L'épicondyle (condyle externe ou latéral), au-dessus et en dehors du condyle huméral, est moins saillante que la précédente en donnant insertion aux muscles épicondyliens : l'anconé, et le tendon commun de plusieurs muscles (le deuxième radial externe, l’extenseur commun des doigts, l’extenseur propre du petit doigt, le cubital postérieur et le court supinateur)[2].

Il existe parfois une apophyse sus-épitrochléenne située au-dessus de l'épitrochlée.

Torsion de l'humérusModifier

Le corps de l'humérus est tordu sur son axe. La gouttière radiale du corps de l'humérus est dite parfois gouttière de torsion (en anglais « spiral groove »)[3].

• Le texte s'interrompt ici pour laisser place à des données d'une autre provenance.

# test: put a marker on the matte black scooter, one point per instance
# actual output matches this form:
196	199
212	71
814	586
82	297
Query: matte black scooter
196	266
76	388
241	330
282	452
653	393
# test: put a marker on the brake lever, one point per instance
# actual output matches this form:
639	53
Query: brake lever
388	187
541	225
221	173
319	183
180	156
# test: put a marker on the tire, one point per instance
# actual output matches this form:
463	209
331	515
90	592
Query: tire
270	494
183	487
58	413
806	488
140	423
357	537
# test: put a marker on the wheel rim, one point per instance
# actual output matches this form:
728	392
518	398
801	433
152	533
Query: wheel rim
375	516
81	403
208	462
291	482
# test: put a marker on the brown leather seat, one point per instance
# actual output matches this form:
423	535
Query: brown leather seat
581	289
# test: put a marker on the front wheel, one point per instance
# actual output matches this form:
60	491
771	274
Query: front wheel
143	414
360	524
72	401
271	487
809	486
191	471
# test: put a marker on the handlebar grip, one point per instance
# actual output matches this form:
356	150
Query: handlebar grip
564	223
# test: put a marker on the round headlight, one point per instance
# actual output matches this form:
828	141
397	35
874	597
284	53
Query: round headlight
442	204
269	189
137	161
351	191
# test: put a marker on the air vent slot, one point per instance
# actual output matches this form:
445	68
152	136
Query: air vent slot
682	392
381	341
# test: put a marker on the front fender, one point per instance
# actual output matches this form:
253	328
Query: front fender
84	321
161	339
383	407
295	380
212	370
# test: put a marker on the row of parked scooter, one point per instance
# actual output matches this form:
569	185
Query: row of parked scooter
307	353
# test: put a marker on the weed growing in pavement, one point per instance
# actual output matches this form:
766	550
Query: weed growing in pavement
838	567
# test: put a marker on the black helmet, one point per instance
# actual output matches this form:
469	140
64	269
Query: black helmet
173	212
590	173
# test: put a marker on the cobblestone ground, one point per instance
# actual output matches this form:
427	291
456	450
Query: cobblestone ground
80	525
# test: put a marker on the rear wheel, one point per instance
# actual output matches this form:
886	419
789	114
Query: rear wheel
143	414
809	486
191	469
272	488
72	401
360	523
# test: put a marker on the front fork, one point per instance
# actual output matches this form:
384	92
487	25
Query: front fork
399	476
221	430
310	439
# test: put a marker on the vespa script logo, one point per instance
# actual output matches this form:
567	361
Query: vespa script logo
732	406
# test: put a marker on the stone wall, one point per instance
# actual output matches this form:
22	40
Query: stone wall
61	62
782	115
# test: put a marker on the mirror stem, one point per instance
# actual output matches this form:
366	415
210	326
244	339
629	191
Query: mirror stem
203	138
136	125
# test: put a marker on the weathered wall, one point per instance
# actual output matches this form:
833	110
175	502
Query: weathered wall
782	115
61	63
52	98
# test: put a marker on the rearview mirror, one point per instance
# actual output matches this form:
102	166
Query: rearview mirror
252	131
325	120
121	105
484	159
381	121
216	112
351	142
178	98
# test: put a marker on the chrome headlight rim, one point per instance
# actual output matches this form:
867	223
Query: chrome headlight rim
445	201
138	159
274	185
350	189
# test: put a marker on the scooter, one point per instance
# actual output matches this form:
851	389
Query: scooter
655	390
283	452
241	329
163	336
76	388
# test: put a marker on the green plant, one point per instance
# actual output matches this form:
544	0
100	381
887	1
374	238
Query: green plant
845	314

L'angle de torsion humérale peut se définir comme l'angle formé par les deux axes articulaires des deux extrémités de l'humérus. Les valeurs peuvent varier selon les méthodes de mesure, les repères choisis, les directions de référence, et selon les sujets mesurés (âge, sexe...)[4],[5].

L'angle de torsion humérale est en moyenne de 64° ± 7,5°[6], mais d'un point de vue clinique, on parle plutôt de l'angle de rétroversion qui lui est complémentaire[7]. Ainsi l'angle de rétroversion de la tête humérale est d'environ 20° à 30° par rapport à la palette humérale (par exemple, selon une méthode standard 31° ± 12[4]).

Structure interneModifier

Le corps de l'humérus est un cylindre d'os cortical qui entoure le canal médullaire. Cette gaine reste épaisse vers l'extrémité inférieure de l'humérus, contrairement à la règle générale qui veut que l'os cortical s'amincit vers les extrémités d'un os long. Ceci s'explique parce que cette partie de l'humérus est incurvée en supportant des pressions longitudinales[1] (mouvements de flexion-extension du coude, et pronation-supination de l'avant-bras).

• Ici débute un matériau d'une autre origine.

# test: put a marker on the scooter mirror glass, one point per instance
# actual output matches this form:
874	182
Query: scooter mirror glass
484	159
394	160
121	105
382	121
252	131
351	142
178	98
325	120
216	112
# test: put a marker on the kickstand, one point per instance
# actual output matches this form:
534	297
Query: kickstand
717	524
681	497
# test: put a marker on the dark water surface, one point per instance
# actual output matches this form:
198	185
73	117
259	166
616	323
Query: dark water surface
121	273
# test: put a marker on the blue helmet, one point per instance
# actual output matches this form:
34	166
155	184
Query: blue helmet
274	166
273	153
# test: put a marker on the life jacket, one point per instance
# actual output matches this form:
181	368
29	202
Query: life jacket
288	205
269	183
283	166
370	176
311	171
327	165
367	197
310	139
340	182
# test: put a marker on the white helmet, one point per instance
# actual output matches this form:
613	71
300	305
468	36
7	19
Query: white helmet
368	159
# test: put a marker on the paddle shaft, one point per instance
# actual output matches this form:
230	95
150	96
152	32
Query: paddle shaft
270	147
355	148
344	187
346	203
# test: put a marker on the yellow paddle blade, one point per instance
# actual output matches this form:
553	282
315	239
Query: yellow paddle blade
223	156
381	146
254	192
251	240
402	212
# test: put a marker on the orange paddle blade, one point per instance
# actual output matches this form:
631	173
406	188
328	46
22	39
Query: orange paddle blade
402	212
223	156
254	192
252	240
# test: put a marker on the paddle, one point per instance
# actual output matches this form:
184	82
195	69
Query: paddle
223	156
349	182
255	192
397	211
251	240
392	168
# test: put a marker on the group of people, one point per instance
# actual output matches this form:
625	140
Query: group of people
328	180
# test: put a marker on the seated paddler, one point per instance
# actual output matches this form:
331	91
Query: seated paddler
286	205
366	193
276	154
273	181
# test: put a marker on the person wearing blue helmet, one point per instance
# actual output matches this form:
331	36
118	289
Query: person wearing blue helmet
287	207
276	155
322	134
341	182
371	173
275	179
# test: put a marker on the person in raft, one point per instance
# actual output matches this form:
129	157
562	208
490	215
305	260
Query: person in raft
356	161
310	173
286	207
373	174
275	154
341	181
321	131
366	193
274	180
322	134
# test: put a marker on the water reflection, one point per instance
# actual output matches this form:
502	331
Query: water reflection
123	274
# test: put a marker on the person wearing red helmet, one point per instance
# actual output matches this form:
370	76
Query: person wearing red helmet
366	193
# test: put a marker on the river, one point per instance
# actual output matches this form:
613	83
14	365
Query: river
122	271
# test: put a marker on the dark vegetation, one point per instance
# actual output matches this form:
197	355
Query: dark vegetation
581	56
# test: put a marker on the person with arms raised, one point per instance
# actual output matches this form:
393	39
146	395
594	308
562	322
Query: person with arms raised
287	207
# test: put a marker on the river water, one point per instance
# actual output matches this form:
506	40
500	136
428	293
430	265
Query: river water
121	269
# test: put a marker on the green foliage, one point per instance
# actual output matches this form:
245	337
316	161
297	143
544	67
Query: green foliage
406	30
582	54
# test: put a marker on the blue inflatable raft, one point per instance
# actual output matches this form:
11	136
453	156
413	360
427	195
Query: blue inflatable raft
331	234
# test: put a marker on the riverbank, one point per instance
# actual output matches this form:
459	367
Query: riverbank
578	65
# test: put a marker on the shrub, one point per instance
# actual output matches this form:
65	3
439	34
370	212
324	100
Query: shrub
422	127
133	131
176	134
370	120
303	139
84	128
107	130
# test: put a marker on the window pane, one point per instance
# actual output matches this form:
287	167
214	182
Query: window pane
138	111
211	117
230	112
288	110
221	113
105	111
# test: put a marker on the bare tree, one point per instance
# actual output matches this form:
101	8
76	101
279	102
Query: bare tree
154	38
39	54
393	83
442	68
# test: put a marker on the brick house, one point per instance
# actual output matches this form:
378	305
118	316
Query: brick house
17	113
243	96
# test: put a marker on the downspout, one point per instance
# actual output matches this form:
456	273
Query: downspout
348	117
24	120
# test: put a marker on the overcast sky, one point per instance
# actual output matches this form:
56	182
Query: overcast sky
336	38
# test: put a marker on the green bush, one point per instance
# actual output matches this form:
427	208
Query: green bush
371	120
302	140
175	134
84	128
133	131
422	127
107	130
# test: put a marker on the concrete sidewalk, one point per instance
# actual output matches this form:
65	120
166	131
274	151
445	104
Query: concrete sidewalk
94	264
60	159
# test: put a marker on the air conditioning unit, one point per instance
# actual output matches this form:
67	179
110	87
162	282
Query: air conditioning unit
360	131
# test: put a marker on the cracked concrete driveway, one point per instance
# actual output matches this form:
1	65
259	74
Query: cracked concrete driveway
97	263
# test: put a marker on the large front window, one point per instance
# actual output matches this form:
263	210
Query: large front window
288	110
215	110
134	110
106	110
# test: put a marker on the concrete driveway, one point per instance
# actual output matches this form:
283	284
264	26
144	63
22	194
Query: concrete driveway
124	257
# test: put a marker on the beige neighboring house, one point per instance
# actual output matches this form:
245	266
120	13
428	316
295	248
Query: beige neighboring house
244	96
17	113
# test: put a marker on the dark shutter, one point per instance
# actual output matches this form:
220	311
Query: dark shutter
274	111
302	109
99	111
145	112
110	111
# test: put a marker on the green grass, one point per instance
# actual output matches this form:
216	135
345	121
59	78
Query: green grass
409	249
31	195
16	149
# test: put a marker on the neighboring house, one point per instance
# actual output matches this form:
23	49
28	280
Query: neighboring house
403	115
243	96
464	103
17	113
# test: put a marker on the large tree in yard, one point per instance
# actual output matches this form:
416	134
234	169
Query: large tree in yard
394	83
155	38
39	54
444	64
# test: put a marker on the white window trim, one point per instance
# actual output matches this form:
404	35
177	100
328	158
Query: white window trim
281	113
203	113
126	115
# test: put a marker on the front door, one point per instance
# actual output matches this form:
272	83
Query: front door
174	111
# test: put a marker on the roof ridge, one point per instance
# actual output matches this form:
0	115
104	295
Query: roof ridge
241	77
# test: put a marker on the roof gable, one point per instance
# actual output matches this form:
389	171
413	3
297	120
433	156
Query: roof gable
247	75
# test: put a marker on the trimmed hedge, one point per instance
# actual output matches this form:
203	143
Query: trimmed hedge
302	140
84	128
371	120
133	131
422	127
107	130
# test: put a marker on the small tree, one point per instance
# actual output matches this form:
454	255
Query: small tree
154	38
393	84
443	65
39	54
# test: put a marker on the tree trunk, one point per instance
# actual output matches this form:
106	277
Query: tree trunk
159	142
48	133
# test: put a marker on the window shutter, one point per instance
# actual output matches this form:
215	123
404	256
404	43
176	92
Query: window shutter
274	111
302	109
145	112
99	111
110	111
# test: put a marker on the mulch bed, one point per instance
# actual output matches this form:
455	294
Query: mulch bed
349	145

Les épiphyses sont principalement constituées d'os spongieux organisé en travées principales qui se croisent en décrivant des arcades ogivales[1].

OssificationModifier

Les centres de pré-ossification du futur humérus apparaissent dès le premier mois de vie fœtale, lors de la formation des membres supérieurs[8]. Au 33e jour, il est possible de distinguer les régions de l'épaule, du bras, de l'avant-bras et de la main[9]. Ces centres de pré-ossification se constituent à partir de chondrocytes rassemblés en foyers de quelques millimètres, notamment au niveau de la tête humérale et du trochiter. Ils sont remplacés par du tissu ostéoïde[8].

 
Ossification de l'humérus au cours de la croissance (naissance, vers 5 ans, vers 12 ans, vers 16 ans).

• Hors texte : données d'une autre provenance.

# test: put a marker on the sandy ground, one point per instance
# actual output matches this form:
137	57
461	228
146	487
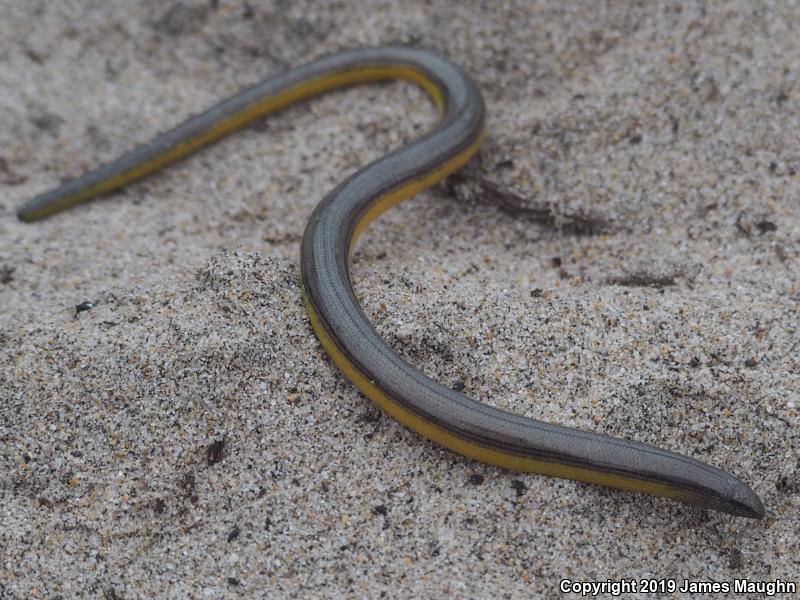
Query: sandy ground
187	437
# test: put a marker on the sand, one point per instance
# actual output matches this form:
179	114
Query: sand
186	436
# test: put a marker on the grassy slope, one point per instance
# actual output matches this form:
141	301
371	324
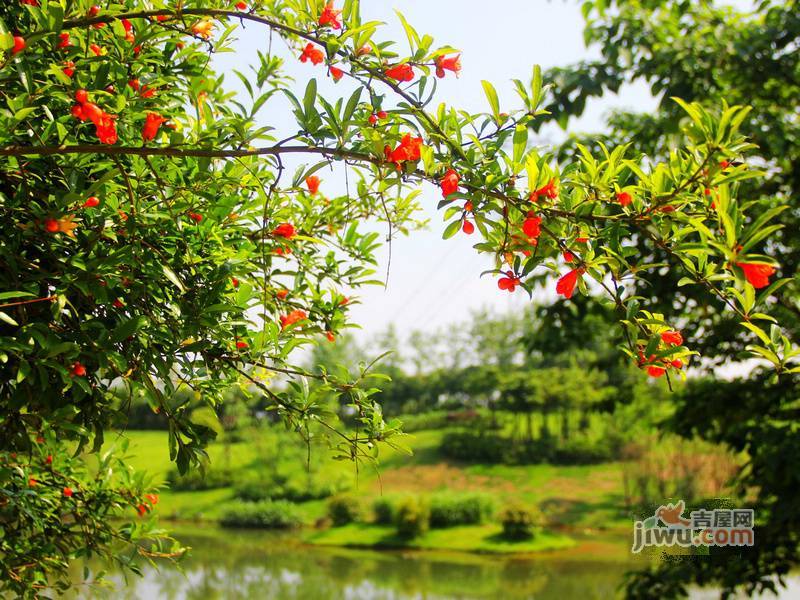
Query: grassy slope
579	498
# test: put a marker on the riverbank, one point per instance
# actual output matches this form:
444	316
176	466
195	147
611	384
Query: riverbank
573	499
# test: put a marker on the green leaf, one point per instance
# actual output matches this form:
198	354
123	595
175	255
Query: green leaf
170	274
127	328
451	229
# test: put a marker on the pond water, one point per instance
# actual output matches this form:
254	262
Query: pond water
233	564
252	564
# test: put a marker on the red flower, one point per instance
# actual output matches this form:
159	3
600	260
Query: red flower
336	73
312	182
203	28
449	183
532	227
548	191
566	285
509	282
672	338
330	17
453	63
19	44
293	317
284	230
312	53
152	123
107	130
77	369
401	72
409	149
757	274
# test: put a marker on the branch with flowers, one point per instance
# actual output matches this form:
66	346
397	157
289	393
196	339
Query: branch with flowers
155	212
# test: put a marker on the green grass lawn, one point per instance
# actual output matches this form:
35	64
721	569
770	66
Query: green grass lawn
575	499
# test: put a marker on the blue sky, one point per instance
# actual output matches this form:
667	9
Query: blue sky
435	283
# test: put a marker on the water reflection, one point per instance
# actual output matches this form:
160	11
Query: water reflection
237	564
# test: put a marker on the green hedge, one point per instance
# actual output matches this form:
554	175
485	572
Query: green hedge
343	510
296	490
447	510
412	517
492	448
262	515
193	480
520	522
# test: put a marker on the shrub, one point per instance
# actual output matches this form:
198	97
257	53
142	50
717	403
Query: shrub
580	451
343	510
194	480
448	510
412	517
383	509
279	488
263	515
520	522
477	447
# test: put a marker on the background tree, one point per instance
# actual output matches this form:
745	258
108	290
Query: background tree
707	50
153	237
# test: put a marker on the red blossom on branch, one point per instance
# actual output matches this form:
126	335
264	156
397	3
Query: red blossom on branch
757	274
401	72
330	17
312	53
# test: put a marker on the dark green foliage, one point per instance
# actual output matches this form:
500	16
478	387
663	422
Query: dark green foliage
383	509
493	448
267	514
477	447
520	521
344	509
212	478
412	517
451	509
295	489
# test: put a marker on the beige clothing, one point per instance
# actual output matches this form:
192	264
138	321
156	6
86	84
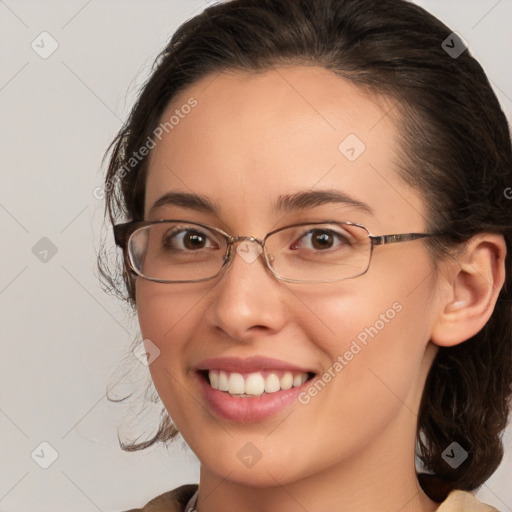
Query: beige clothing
177	500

L'humérus osseux proprement dit se développe par huit points d'ossification : un point primitif pour la diaphyse, qui apparait vers le 40e jour de la vie fœtale, et sept points secondaires (trois pour l'extrémité supérieure et quatre pour l'extrémité inférieure) qui apparaissent après la naissance[1].

Les âges d'apparition (selon radio standard, avec l'IRM la détection est plus précoce) sont :

  • extrémité supérieure : point de la tête humérale (de 6 à 20 mois ou de 2-4 mois en IRM), points des trochiter et trochin (de 1 à 3 ans ou 7-10 mois en IRM). Ces trois points fusionnent vers l'âge de 3 ans et l'ossification complète de la tête humérale est faite vers l'âge de 13 ans[8] ;
  • extrémité inférieure : chez l'enfant, cette extrémité est une mosaïque de cartilages de croissance[10] avec le point condylien (de 6 mois à 2 ans), le point épitrochléen (de 5 ans et demi à 9 ans), le point trochléen (de 8 à 16 ans), le point épicondylien (de 11 ans à 18 ans)[1],[11].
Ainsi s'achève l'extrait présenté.